The Diver's Paradox
Divers are simultaneously among the most passionate advocates for ocean conservation and a significant source of reef damage worldwide. Fins contacting coral, hands touching reef for buoyancy, anchors dropped on coral heads, and the physical stress of crowded dive sites all extract real costs from the ecosystems divers care most about. Resolving this paradox starts with acknowledging it.
The good news: the behaviours that reduce reef impact are not onerous. Many of them are simply good diving technique. A diver with excellent buoyancy control, who never touches the reef, never kicks sediment onto coral, and maintains distance from marine animals, will have a genuinely minimal impact — and will also have better dives than a diver who does none of these things.
Buoyancy: The Foundation
Perfect buoyancy is the single practice with the greatest conservation impact. A neutrally buoyant diver — horizontal, not touching the reef or the substrate, not kicking sediment — causes essentially zero direct physical damage. A poorly buoyant diver causes damage on every dive: broken coral branches from uncontrolled descents, sediment clouds that smother coral from fin strikes, damage to encrusting organisms from contact with equipment.
Improving buoyancy is a never-ending process. Practices that accelerate improvement:
- Perfect your weighting: The single most common buoyancy error is carrying too much weight and compensating with a partially inflated BCD. Proper weighting means you are nearly neutrally buoyant with an empty BCD and half a tank of air.
- Use the frog kick rather than the flutter kick — the frog kick directs thrust backward rather than downward, reducing sediment disturbance significantly
- Practice hovering: At any opportunity, without touching anything, for extended periods
The No-Touch Rule
Never touch marine life. This principle is simpler than it seems. The exceptions (removing a fishing line entangling a turtle; moving a ghost net) require judgement; the general rule requires none — simply do not touch.

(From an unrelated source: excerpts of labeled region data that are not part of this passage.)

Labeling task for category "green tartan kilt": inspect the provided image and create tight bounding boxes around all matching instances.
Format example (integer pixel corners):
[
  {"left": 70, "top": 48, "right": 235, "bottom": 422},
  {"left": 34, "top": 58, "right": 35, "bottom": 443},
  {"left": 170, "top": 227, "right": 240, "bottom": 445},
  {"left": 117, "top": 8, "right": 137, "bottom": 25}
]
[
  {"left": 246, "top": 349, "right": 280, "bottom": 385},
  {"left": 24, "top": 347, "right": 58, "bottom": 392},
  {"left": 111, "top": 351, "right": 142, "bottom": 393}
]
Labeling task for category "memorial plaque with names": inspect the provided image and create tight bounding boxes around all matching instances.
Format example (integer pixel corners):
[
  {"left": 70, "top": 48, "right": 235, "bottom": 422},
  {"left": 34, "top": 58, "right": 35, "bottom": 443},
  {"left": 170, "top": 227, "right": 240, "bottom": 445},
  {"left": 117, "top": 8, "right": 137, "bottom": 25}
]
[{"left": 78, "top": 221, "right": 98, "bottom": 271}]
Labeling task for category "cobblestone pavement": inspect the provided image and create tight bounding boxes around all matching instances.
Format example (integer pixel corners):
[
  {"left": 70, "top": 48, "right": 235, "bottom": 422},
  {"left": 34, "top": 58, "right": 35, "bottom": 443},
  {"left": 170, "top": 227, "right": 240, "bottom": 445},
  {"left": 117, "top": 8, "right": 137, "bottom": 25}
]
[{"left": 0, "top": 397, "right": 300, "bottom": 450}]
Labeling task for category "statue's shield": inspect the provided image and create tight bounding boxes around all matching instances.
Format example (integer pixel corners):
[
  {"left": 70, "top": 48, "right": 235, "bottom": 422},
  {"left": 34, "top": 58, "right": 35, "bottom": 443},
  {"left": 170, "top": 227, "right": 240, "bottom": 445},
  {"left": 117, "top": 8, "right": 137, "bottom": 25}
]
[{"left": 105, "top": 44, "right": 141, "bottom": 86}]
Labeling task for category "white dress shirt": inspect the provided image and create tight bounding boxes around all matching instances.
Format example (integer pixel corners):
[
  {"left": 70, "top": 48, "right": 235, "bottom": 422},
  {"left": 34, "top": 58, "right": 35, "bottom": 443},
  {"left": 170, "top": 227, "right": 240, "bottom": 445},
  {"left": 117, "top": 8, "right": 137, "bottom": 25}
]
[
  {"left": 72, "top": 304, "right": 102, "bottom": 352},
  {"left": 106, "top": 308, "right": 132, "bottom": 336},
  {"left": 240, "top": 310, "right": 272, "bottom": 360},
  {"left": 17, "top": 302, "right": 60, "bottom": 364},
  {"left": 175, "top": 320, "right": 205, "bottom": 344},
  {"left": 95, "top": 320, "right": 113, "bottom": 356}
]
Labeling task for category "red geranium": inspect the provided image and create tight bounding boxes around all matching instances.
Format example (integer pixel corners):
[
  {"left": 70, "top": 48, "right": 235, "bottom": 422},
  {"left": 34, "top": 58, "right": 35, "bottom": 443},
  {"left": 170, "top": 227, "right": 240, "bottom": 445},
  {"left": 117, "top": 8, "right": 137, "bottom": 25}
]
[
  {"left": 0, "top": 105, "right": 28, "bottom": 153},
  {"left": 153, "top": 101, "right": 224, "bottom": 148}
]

The reasons vary by organism:
- Corals: Touching removes the mucus protective layer; repeated touches from divers suppress immune function and increase disease susceptibility; physical contact breaks fragile structural elements
- Sea turtles: Touch causes stress responses and can divert turtles from feeding grounds and nesting beaches
- Sharks: Touching habituates animals and changes their relationship with humans; hand-feeding creates potentially dangerous associations
- Nudibranchs and small invertebrates: Displacement from their microhabitat — the specific sponge or coral head where they live and feed — is often fatal
Never stand on coral. Even in areas marketed as 'walking reefs' or with minimal visible live coral coverage, the substrate almost certainly includes encrusting organisms, juvenile coral recruits, and invertebrates on dead coral skeleton.
Operator Selection
Not all dive operations are equal in their conservation practices. Indicators of responsible operators:
- No anchor policy on coral sites — mooring buoys and live-aboard anchor in sand
- Marine park fee compliance — operators who pay and pass on fees rather than avoiding them
- Diver briefings that include specific site-protection instructions — not just generic 'don't touch coral'
- Diver-to-guide ratio: 4:1 or better allows the guide to monitor and intervene
- No specimen collection, no feeding wildlife policy
Contributing Positively
Beyond reducing negative impact:
Citizen science monitoring: Programs like CoralWatch (coral health monitoring), iNaturalist (species recording), and REEF (fish surveys) train divers to contribute useful data with minimal additional effort per dive.
Supporting marine protected areas: MPAs with active enforcement show measurably better reef condition. Choosing destinations and operators within established MPAs, and paying the associated fees, directly funds the enforcement and monitoring that makes MPAs effective.
Underwater debris removal: Safely removing macroplastics (bags, bottles) and ghost nets (with appropriate training) is a direct positive contribution.